Bruce Lee's daughter Shannon Lee is taking jabs at film-maker Quentin Tarantino.
A trailer for his upcoming movie Once Upon A Time In Hollywood has scenes featuring gongfu legend Lee (played by actor Mike Moh).
But Shannon Lee told trade publication Deadline that Tarantino did not consult her.
"If they contacted me, I could be completely unreasonable and make all kinds of ridiculous demands, but they don't know that I'm not going to do that.
"A lot of times, the best practice is: 'We'll just stay away from that so we don't have to even open that can of worms,'" she noted.
But Shannon Lee, 50, counter-attacked that Tarantino did inform the sister of slain actress Sharon Tate, who is also a character in the movie that stars Leonardo DiCaprio and Brad Pitt.
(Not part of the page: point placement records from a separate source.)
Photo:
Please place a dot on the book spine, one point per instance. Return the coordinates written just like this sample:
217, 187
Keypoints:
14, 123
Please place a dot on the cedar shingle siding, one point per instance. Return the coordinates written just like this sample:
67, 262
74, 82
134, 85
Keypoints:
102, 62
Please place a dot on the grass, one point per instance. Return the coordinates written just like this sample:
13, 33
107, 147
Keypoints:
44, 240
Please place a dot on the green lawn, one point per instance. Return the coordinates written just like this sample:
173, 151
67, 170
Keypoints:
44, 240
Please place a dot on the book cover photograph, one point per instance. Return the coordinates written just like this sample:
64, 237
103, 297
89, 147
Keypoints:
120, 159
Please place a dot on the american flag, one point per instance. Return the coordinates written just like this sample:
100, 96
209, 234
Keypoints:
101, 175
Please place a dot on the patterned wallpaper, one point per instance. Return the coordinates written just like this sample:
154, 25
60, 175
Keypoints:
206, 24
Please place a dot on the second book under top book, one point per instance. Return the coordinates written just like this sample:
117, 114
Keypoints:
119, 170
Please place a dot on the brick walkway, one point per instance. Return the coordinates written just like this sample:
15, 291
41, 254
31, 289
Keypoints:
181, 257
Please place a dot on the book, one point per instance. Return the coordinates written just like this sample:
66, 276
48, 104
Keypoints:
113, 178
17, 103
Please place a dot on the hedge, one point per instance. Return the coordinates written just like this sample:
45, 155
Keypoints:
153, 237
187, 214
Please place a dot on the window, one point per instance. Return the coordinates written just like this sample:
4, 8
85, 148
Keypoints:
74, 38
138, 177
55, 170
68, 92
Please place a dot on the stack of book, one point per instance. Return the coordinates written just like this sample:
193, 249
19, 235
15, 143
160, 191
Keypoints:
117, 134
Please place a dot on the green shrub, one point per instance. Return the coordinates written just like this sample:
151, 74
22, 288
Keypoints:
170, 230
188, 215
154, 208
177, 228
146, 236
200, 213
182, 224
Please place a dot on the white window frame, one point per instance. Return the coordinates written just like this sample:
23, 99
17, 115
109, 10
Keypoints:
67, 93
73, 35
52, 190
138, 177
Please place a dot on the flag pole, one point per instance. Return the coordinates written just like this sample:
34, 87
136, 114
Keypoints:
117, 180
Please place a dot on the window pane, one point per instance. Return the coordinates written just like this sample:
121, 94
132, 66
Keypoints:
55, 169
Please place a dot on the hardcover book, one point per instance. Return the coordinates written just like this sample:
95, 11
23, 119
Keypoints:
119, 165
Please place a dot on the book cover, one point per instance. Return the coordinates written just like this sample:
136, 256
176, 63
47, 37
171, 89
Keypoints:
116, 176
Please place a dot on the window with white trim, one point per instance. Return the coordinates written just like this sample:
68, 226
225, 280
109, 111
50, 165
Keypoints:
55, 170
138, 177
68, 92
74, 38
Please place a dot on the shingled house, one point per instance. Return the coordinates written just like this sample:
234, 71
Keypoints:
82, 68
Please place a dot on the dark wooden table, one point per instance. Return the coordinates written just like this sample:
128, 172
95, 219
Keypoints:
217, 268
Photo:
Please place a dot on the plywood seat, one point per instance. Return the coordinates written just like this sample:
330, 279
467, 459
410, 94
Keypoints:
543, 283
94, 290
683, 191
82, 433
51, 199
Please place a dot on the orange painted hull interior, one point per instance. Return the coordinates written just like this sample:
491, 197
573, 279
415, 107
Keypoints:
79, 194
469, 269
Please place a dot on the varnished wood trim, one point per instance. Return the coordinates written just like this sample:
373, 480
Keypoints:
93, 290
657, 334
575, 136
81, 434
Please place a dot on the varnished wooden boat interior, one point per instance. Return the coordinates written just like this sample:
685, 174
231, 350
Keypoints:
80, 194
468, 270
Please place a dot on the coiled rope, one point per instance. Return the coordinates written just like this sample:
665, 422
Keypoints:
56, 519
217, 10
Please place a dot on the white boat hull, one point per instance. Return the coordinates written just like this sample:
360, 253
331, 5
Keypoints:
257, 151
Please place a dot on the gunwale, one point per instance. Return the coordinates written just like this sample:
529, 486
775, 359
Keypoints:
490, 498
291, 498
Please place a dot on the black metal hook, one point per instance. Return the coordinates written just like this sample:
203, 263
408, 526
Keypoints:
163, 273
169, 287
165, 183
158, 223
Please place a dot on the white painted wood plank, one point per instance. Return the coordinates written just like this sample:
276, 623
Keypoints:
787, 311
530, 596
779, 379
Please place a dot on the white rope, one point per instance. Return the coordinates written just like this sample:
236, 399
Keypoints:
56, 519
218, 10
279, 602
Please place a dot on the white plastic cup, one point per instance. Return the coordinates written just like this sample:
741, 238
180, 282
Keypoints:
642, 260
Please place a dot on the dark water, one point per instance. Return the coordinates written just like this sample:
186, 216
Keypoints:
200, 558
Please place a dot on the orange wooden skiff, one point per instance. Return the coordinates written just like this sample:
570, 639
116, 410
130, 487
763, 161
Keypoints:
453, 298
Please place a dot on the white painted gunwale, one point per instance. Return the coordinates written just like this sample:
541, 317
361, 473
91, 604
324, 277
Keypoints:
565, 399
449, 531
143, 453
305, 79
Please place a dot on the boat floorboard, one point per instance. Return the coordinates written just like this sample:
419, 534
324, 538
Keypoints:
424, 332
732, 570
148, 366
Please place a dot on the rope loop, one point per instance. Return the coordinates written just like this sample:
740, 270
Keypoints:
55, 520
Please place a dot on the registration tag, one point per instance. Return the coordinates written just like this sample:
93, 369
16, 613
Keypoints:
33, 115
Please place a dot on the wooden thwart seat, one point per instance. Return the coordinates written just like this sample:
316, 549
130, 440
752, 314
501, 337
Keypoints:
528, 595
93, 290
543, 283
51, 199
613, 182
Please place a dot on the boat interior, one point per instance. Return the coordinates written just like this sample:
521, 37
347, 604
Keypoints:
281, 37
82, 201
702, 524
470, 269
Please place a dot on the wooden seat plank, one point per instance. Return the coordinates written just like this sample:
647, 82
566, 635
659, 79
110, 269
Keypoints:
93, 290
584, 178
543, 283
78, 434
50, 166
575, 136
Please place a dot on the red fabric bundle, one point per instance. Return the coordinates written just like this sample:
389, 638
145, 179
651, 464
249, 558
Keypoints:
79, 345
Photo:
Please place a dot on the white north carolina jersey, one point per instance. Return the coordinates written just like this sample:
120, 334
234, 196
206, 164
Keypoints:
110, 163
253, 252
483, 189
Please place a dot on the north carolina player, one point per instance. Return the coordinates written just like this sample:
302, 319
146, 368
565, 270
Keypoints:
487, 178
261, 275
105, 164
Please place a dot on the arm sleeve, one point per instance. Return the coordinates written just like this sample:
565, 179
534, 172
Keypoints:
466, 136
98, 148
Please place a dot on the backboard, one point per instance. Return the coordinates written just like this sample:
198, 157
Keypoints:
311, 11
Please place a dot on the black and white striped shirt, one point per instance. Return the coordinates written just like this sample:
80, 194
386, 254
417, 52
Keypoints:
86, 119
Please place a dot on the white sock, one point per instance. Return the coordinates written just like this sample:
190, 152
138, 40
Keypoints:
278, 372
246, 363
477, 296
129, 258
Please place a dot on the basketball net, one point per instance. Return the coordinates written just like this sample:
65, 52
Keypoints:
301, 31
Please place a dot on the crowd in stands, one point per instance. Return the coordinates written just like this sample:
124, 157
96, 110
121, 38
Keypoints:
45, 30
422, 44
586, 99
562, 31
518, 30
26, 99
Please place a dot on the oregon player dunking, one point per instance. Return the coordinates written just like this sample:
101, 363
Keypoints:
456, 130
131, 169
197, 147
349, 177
"With Tarantino's film, to not have been included in any kind of way, when I know that he reached out to other people but did not reach out to me, there's a level of annoyance," Shannon Lee added.
"Let's just see how the universe deals with this one," she said.
She does not know how the plot treats Bruce Lee, hoping only that the film will do justice to him.
Shannon Lee runs the estate of the gongfu icon who died at age 32 in 1973 at the height of his fame.
Saying that she is not a control freak, she added, however, that any project "has to be in alignment with my father's legacy and with my family's legacy".
"We can be as creative and as free and as awesome as we want to be, but if you come to me and say: 'I want to make a buddy cop movie where Bruce Lee goes around giving people the death touch and scaling walls like Spider-Man', I'm going to say no."
But Shannon Lee said yes when Justin Lin, who has directed several Fast & Furious movies, asked if they could work together on a Bruce Lee project.
She is the executive producer of Cinemax action drama Warrior, adapted from an idea for a TV series which Bruce Lee himself wrote and pitched to Warner.
Warrior is set against the backdrop of vicious fights for control of San Francisco's Chinatown in the second half of the 19th century.